Kommentar zu Trump und dem Atomdeal mit Iran Schikane

Meinung · Die Drohung, das Abkommen zu kündigen, obwohl sich Teheran seit zwei Jahren vertragskonform verhält, würde die moderaten Kräfte um Präsident Hassan Ruhani schwächen und die antiwestlichen Lager stärken, kommentier GA-Korrespondent Dirk Hautkapp.

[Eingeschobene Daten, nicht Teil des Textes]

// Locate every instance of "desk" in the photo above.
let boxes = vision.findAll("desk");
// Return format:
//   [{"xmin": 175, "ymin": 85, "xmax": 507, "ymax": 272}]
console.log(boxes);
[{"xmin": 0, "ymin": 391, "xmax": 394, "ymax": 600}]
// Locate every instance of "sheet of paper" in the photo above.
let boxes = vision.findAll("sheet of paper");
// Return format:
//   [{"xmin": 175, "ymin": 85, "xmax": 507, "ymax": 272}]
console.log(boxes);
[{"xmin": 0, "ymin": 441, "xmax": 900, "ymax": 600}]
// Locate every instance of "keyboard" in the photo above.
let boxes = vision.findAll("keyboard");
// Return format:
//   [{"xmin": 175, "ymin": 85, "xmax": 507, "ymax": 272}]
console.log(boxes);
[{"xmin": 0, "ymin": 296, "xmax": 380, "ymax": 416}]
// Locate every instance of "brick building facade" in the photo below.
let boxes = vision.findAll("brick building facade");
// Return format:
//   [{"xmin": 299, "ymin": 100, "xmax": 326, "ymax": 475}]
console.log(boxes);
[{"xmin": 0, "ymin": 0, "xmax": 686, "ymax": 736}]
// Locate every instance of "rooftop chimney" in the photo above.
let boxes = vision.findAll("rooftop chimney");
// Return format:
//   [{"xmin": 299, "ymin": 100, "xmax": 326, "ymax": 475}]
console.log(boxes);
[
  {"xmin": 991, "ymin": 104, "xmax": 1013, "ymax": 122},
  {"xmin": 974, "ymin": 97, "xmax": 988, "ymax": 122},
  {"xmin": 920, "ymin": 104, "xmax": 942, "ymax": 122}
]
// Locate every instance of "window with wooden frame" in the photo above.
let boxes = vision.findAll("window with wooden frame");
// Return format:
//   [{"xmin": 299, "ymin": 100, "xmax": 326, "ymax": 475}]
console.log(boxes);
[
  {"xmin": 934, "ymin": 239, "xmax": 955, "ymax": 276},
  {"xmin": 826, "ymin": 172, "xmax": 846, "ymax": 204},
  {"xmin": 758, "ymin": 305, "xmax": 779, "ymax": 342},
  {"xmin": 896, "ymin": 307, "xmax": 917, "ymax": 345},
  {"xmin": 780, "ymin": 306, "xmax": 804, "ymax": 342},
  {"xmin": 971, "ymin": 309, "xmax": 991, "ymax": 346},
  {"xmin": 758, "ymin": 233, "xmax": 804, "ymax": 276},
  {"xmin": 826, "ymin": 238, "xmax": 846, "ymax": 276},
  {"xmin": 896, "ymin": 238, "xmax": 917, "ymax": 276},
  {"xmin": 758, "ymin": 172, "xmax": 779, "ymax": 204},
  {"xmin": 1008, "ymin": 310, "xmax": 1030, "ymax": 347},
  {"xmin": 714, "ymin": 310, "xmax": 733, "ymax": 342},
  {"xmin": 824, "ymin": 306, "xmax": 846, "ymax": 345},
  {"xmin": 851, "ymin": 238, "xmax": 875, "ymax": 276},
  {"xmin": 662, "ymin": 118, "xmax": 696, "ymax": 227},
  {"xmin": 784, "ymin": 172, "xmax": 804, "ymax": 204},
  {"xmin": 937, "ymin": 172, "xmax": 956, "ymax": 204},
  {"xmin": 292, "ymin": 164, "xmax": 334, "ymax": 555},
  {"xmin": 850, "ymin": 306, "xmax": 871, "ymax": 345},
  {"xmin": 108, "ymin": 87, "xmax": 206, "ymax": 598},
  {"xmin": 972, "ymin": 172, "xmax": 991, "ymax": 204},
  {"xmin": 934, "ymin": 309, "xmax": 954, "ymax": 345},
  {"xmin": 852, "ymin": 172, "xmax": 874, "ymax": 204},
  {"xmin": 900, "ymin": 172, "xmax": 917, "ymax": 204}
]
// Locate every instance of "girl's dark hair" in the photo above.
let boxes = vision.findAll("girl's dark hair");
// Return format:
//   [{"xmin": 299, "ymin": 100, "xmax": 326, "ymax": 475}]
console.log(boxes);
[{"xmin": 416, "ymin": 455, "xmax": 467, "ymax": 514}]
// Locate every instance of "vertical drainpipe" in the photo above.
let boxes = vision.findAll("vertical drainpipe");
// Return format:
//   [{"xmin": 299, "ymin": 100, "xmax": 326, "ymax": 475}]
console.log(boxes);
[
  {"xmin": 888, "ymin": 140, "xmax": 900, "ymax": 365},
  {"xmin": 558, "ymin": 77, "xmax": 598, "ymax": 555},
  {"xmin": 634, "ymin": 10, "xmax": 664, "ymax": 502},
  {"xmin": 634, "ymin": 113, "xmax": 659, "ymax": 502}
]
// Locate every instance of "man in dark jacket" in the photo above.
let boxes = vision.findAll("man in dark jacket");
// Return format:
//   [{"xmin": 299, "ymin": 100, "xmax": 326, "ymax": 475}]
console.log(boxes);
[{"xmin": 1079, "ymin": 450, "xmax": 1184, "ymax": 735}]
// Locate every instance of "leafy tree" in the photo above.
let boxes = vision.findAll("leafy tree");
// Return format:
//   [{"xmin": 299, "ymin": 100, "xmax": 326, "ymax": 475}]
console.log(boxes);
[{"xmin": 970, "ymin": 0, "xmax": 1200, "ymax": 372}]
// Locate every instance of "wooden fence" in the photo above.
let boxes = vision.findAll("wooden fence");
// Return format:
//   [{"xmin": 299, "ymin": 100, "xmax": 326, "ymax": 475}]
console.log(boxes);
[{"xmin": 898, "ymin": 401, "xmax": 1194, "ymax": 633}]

 US-Präsident Donald Trump.

US-Präsident Donald Trump.

Foto: dpa

Das Atomabkommen mit dem Iran ist wie alle bedeutenden diplomatischen Abkommen eine Wette auf die Zukunft. Man wird erst in zehn, 15 Jahren genauer wissen, ob der von US-Präsident Barack Obama nach jahrzehntelangem Stillstand in den Beziehungen mit Teheran angeschobene Versuch gelungen ist, das aggressiv-expansive Regime unter Führung religiöser Fanatiker davon abzuhalten, sich in den Kreis der Atommächte zu schummeln. Bis dahin ist im Iran im besten Fall eine neue Generation von Politikern in Schlüsselpositionen gekommen, die Massenvernichtungswaffen nicht mehr als probates Druckmittel regionaler Machtpolitik sehen.

Der Weg, den Obamas Nachfolger Donald Trump offenbar einzuschlagen entschlossen ist, verbaut diese Möglichkeit. Die Drohung, das international als stabilisierend und Kriegsgefahren mindernd akzeptierte Abkommen zu kündigen, obwohl sich Teheran seit zwei Jahren vertragskonform verhält, würde die moderaten Kräfte um Präsident Hassan Ruhani schwächen und die antiwestlichen Lager stärken, die in den USA noch immer den „großen Satan“ erkennen. Dass Trump diese Gefahr ignoriert, zeigt seine Begrenztheit. Er will nicht akzeptieren, dass komplexe, internationale Politik anderen Gesetzmäßigkeiten folgt als der Bau eines Hochhauses.

Im Gegenzug für ein striktes Inspektionsregime der Internationalen Atomenergiebehörde ist der Iran seit geraumer Zeit Nutznießer einer Sanktionspause, die dem mehrheitlich jungen 80 Millionenvolk die Chance auf Modernisierung und wirtschaftliche Erholung gibt. Wer dieses Rad zurückdrehen will, muss stichhaltige Gründe vorlegen, die wiederum auf Basis geltender Abmachungen sanktionsfähig sind. Das ist schlicht nicht der Fall.

Der Vertrag, den die fünf Vetomächte in den Vereinten Nationen (USA, China, Russland, Frankreich, England) sowie Deutschland im Sommer 2015 mit Iran unterzeichneten, hatte nicht das generelle Wohlverhalten Teherans zum Hauptgegenstand, sondern die Anzahl von Zentrifugen, mit denen atomwaffenfähiges Uran produziert werden kann.

Damals wie heute ist allen Beteiligten klar gewesen, dass die Islamische Republik durch den Atomvertrag nicht über Nacht ein freundlich-harmloses Mitglied der internationalen Gemeinschaft wird. Dass Irans Regime täglich Menschenrechte bricht, terroristische Gruppen unterstützt, weder im Jemen noch im Libanon geschweige denn in Syrien segensreich wirkt und seine Einflusszone gegenüber den sunnitischen Feinden Saudi-Arabiens schrittweise auszubauen trachtet, bleibt Tatsache und Ärgernis.

Darum kann man verstehen, wenn Washington den Mullahs nach wie vor nicht über den Weg traut. Aber das rechtfertigt nicht die schikanöse Entwertung eines unter größten Mühen erreichten Abkommens, das die Welt einstweilen sicherer macht. Wer neue Auflagen will, muss neu verhandeln.